Analytic methods emphasized triangulation: combining expert perspectives with literature evidence and documented case examples to surface robust patterns rather than rely on single-study findings. Where proprietary datasets or vendor claims were cited in source materials, findings were cross-referenced against independent technical evaluations or reproduced results when possible. The research acknowledges limitations, including uneven availability of detailed performance metrics from private companies, variability in dataset standards across institutions, and the rapid pace of methodological change that can outstrip static reporting. To mitigate these constraints, the analysis highlights recurring themes corroborated by multiple sources and explicitly notes areas where further primary research or technical benchmarking is warranted.
AI in drug discovery is no longer optional for organizations seeking to improve discovery velocity and translational accuracy. The technology's impact is conditional: it requires deliberate integration with experimental design, robust data governance, and phased validation strategies to deliver reproducible outcomes. Leaders who focus on high-value use cases, invest in data stewardship, and establish cross-functional teams will realize disproportionate benefits compared with those who pursue isolated pilots without end-to-end integration.

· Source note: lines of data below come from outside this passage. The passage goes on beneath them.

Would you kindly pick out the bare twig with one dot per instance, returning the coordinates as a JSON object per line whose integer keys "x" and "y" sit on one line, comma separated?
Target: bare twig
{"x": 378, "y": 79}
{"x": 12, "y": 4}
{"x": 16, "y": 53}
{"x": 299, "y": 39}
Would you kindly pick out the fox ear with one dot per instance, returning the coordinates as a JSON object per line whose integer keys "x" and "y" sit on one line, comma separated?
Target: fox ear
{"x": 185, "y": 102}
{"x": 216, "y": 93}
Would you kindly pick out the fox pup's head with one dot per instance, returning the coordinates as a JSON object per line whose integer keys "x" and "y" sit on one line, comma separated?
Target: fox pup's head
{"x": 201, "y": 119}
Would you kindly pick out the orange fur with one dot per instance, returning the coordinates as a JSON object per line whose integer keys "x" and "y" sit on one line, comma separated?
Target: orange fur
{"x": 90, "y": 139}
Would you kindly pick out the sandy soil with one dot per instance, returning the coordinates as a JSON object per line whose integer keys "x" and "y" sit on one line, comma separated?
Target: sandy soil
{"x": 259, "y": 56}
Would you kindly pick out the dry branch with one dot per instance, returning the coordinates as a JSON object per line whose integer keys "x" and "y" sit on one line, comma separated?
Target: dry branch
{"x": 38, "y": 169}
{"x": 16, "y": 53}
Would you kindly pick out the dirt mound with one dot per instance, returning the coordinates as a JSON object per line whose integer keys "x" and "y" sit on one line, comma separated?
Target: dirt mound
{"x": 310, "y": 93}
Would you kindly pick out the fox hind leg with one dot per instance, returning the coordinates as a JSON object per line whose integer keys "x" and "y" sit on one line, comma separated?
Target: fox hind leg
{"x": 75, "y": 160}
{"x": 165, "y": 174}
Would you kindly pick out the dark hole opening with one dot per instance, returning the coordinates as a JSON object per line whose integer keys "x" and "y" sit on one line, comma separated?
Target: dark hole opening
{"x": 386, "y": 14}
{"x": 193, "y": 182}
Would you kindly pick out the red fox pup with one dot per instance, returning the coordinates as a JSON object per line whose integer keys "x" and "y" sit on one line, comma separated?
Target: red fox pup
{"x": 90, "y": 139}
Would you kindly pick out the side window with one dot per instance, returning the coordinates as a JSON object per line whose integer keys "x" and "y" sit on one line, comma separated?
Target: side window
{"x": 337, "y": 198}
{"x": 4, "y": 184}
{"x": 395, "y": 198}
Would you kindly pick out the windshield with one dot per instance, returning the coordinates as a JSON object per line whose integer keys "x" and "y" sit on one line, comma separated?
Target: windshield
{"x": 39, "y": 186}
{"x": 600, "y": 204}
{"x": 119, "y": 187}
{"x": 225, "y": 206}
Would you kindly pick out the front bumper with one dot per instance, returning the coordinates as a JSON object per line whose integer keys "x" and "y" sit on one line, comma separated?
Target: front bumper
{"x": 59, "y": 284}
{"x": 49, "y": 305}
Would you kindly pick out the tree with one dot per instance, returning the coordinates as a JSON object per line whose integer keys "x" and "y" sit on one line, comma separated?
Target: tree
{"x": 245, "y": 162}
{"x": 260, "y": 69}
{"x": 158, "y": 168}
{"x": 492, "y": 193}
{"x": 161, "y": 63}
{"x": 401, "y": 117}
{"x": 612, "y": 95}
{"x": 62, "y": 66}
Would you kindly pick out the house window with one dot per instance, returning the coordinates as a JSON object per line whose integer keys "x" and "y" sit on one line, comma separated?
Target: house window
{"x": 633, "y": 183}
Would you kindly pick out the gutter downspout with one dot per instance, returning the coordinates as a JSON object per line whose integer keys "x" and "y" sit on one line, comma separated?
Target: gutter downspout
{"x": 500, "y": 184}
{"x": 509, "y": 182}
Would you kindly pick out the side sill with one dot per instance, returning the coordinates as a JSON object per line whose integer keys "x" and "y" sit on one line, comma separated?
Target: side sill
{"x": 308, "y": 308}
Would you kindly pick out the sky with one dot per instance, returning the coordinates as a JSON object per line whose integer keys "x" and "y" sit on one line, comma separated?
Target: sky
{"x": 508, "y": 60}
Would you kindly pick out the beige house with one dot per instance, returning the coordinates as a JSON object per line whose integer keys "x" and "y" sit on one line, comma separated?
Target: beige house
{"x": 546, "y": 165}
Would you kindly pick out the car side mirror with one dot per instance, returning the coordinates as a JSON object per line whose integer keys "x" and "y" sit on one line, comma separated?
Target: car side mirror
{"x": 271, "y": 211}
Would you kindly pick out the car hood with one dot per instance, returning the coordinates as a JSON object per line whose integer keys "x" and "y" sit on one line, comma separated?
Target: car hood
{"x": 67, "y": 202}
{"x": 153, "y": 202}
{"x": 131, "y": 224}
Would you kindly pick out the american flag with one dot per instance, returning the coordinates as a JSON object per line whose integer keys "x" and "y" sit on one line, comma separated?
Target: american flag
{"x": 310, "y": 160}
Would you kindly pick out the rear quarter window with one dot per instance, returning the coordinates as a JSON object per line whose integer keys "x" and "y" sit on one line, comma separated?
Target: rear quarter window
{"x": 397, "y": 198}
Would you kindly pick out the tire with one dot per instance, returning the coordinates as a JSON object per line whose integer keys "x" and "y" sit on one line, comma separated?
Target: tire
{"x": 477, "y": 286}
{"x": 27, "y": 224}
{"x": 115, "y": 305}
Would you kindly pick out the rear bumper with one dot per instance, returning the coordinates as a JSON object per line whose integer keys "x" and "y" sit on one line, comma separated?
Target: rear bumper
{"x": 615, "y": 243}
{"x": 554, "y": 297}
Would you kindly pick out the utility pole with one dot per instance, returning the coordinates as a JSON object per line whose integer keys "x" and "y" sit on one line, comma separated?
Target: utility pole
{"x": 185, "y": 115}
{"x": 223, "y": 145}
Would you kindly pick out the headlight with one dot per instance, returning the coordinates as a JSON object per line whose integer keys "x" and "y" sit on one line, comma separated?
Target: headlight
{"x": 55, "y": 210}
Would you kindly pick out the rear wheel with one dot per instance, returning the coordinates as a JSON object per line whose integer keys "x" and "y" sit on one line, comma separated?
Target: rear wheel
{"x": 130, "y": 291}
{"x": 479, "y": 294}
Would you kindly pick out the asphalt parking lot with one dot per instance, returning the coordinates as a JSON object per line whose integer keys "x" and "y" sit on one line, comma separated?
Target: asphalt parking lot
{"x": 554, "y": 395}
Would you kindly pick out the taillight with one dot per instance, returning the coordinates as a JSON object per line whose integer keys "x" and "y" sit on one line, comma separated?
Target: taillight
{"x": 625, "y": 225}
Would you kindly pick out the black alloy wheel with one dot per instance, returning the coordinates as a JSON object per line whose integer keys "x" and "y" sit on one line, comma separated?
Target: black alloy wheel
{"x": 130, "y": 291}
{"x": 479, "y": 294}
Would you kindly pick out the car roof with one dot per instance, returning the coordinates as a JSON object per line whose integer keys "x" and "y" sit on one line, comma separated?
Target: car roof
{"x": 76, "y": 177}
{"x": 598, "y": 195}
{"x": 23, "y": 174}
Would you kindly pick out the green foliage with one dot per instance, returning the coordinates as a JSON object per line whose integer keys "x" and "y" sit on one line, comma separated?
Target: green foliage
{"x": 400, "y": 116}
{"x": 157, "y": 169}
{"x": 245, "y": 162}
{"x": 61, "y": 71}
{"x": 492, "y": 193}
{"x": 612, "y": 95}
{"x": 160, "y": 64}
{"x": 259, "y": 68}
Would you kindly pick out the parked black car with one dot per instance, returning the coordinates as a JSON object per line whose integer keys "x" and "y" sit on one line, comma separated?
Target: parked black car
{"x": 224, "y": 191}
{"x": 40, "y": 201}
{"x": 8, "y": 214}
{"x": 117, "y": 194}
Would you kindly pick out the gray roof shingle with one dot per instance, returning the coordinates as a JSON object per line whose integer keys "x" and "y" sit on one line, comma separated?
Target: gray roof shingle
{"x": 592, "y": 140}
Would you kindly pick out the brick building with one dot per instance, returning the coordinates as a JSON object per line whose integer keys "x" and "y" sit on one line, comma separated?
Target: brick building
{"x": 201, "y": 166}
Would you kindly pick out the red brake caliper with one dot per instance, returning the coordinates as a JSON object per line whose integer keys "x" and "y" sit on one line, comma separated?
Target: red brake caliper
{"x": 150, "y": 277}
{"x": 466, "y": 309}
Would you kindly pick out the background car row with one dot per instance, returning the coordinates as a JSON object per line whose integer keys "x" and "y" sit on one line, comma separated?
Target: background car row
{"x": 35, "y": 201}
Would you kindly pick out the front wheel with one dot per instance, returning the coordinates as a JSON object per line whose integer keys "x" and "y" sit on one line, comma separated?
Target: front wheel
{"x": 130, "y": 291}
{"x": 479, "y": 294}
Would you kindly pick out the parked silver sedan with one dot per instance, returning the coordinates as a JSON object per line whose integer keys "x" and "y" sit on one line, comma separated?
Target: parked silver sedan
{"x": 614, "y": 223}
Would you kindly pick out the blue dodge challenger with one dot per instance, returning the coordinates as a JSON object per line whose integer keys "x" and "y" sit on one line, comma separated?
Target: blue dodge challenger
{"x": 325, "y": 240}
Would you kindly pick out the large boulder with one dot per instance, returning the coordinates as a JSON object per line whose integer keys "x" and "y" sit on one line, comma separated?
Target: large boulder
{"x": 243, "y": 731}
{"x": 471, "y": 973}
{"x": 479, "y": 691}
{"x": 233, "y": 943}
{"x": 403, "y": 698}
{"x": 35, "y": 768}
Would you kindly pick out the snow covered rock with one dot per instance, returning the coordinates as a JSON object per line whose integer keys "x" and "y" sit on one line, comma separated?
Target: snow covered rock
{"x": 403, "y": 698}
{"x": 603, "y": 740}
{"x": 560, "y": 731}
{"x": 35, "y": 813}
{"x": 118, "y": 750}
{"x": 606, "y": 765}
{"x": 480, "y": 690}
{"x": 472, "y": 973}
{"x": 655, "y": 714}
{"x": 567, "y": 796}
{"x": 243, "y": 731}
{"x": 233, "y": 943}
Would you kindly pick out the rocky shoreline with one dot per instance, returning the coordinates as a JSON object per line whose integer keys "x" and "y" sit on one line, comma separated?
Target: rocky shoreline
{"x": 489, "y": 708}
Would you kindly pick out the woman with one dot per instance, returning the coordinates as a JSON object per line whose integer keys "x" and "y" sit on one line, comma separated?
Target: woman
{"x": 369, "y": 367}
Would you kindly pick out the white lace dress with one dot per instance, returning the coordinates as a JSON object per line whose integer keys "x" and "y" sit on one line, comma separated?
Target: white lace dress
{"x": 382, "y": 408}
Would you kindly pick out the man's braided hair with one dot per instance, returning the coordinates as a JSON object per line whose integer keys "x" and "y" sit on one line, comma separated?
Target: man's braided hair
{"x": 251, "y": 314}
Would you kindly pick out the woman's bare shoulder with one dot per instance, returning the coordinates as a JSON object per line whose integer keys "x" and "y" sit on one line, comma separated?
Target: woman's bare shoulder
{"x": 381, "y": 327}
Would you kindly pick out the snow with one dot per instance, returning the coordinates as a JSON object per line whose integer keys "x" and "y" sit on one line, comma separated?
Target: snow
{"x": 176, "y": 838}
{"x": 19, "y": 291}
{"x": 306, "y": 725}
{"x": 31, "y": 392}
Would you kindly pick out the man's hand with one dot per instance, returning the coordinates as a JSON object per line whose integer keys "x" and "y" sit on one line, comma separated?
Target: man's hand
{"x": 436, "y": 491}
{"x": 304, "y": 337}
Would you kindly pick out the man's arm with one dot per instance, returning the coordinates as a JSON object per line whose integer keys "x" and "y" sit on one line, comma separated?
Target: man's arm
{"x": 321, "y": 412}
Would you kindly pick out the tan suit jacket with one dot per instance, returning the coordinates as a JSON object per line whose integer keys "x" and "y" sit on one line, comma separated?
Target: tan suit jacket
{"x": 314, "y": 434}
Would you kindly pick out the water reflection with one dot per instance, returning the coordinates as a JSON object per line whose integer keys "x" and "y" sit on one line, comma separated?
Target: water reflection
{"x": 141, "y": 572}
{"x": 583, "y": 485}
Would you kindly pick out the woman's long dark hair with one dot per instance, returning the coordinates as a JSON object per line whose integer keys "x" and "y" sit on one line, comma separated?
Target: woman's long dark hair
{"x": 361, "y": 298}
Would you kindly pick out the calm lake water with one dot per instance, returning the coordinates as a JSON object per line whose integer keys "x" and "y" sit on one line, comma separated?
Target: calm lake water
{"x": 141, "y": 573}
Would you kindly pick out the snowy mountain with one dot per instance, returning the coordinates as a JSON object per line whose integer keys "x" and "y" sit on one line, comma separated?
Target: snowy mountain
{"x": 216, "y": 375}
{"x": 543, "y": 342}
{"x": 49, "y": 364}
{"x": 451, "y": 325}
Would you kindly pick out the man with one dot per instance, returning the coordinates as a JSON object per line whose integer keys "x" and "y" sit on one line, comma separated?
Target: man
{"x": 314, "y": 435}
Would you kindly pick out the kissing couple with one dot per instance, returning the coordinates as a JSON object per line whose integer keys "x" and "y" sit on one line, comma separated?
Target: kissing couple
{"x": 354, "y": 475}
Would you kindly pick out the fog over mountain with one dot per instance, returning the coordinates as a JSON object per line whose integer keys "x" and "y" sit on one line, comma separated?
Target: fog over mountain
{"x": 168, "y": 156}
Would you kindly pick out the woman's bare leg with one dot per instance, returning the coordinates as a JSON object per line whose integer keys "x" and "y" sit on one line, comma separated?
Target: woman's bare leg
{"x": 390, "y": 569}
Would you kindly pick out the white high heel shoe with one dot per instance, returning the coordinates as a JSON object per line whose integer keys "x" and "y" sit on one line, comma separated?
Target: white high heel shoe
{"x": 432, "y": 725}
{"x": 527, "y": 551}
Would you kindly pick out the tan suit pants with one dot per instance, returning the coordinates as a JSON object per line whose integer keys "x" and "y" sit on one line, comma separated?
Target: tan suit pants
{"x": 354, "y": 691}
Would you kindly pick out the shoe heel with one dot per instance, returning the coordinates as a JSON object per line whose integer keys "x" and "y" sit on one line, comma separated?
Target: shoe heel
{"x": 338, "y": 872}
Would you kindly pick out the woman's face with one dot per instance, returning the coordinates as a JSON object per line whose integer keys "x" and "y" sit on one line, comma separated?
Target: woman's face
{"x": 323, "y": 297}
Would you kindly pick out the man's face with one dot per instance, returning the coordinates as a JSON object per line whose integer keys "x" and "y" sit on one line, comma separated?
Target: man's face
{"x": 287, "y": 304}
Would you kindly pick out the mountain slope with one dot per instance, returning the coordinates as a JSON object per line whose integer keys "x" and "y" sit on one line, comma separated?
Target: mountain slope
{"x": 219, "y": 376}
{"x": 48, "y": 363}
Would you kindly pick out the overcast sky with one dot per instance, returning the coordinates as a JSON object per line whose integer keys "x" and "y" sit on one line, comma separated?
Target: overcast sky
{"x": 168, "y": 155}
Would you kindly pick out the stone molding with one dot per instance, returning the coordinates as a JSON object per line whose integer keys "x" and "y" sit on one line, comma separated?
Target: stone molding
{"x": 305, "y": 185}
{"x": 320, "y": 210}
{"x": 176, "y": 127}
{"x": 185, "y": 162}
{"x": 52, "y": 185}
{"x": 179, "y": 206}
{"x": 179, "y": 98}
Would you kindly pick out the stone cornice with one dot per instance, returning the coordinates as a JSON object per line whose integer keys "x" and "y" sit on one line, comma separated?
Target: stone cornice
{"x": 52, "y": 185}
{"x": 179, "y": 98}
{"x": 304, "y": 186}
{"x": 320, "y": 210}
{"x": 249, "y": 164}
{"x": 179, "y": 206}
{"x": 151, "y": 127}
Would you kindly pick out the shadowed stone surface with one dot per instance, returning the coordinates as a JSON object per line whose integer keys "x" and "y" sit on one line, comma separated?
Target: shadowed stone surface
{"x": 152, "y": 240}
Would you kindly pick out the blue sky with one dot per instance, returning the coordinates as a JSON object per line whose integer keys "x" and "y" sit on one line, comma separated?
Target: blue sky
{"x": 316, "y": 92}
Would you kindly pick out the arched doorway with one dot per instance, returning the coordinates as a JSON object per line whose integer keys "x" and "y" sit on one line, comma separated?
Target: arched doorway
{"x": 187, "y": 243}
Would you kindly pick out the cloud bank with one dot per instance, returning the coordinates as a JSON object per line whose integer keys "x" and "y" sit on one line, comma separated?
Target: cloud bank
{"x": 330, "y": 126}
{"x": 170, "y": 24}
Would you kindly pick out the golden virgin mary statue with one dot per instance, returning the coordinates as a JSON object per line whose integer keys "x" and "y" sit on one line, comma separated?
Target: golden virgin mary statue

Moreover, geopolitical and policy factors, such as tariff-induced supply chain adjustments and regional regulatory variation, underscore the importance of flexible infrastructure and diversified partnerships. Success depends on coupling technical excellence with operational discipline: clear metrics, transparent validation, and governance frameworks that address IP, ethics, and regulatory expectations. By prioritizing these elements, organizations can convert algorithmic promise into sustainable capabilities that accelerate therapeutic discovery and improve patient outcomes.